Oral Presentation Australian Society for Fish Biology Conference 2017

The biogeography of tropical reef fishes: endemism and provinciality through time (#99)

Peter Cowman 1 , Valeriano Parravicini 2 , Michel Kulbicki 3 , Sergio Floeter 4
  1. James Cook University, Townsville, QLD, Australia
  2. Ecole Pratique des Hautes Etudes, University of Perpignan, France
  3. Institut de Recherche pour le developpement (IRD), Laboratoire Arago,, Banyuls/mer, France
  4. Marine Macroecology and Biogeography Lab., Departamento de Ecologia e Zoologia, Universidade Federal de Santa Catarina, Florianopolis, Brazil

The largest marine biodiversity hotspot straddles the Indian and Pacific Oceans, driven by taxa associated with tropical coral reefs. Centred on the Indo-Australian Archipelago (IAA), this biodiversity hotspot forms the ‘bullseye’ of a steep gradient in species richness from this centre to the periphery of the vast Indo-Pacific region. Complex patterns of endemism, wide-ranging species and assemblage differences have obscured our understanding of the genesis of this biodiversity pattern and its maintenance across two-thirds of the world’s oceans. But time-calibrated molecular phylogenies coupled with ancestral biogeographic estimates have provided a valuable framework in which to examine the origins of coral reef fish biodiversity across the tropics. Herein, we examine phylogenetic and biogeographic data for coral reef fishes to highlight temporal patterns of marine endemism and tropical provinciality. The ages and distribution of endemic lineages have often been used to identify areas of species creation and demise in the marine tropics and discriminate among multiple hypotheses regarding the origins of biodiversity in the IAA. Despite a general under-sampling of endemic fishes in phylogenetic studies, the majority of locations today contain a mixture of potential paleo- and neo-endemic fishes, pointing to multiple historical processes involved in the origin and maintenance of the IAA biodiversity hotspot.
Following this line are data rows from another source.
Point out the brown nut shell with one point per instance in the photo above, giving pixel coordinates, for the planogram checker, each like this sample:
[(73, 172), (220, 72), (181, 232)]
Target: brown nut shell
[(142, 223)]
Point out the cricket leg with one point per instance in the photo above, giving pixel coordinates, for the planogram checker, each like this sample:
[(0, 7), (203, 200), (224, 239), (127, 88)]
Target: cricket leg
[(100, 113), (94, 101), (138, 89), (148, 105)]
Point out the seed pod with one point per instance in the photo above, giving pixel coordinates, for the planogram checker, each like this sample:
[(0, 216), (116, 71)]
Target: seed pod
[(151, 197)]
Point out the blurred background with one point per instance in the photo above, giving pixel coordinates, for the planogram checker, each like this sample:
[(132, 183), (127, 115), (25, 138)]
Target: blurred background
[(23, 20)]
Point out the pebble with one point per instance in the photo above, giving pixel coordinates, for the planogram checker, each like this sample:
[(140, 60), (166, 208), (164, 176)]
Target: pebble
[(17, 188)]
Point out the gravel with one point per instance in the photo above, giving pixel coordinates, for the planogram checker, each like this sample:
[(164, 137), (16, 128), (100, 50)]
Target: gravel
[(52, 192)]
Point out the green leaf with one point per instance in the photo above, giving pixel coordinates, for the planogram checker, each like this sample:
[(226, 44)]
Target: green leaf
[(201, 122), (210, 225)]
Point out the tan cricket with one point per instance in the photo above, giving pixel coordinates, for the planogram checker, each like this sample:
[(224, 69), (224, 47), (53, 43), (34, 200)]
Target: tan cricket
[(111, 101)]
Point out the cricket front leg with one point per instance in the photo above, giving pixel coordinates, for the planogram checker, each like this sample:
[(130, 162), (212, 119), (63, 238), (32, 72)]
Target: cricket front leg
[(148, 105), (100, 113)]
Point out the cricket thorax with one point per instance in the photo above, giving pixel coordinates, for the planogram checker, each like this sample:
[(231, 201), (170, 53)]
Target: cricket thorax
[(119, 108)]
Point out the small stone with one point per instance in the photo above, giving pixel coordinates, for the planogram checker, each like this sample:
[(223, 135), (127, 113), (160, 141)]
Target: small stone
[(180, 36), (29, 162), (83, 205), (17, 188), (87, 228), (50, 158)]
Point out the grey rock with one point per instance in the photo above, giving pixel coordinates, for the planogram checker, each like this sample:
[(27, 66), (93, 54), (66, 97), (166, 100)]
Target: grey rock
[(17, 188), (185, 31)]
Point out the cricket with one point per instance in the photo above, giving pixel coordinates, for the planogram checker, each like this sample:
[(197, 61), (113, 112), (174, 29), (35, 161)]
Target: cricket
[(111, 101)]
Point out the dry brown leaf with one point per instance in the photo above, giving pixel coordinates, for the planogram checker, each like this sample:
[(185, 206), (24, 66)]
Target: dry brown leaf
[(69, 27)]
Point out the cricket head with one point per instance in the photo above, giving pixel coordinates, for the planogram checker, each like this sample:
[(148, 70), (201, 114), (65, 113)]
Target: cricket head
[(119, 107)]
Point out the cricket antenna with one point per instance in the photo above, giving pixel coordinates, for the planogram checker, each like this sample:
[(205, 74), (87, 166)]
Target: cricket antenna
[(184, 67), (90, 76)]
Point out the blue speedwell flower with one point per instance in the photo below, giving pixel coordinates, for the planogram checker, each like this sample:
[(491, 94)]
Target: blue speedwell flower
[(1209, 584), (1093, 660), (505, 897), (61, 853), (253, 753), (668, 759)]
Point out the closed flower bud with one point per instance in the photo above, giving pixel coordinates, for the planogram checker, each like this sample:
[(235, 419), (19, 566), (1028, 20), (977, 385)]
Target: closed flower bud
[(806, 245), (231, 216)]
Increased precision and sampling of geographic ranges for reef fishes has permitted the division of discrete realms, regions and provinces across the tropics. Yet, such metrics are only beginning to integrate phylogenetic relatedness and ancestral biogeography. Phylogenetic dissimilarity clustering of extant assemblages identifies a large Indo-West Pacific cluster, but also clusters distant Pacific island together based on peripherally isolated, but phylogenetically close lineages. Through time, clustering of estimated ranges reveals the dynamic nature of reef assemblages with provincial changes reflecting large scale tectonic rearrangement of the tropical belt.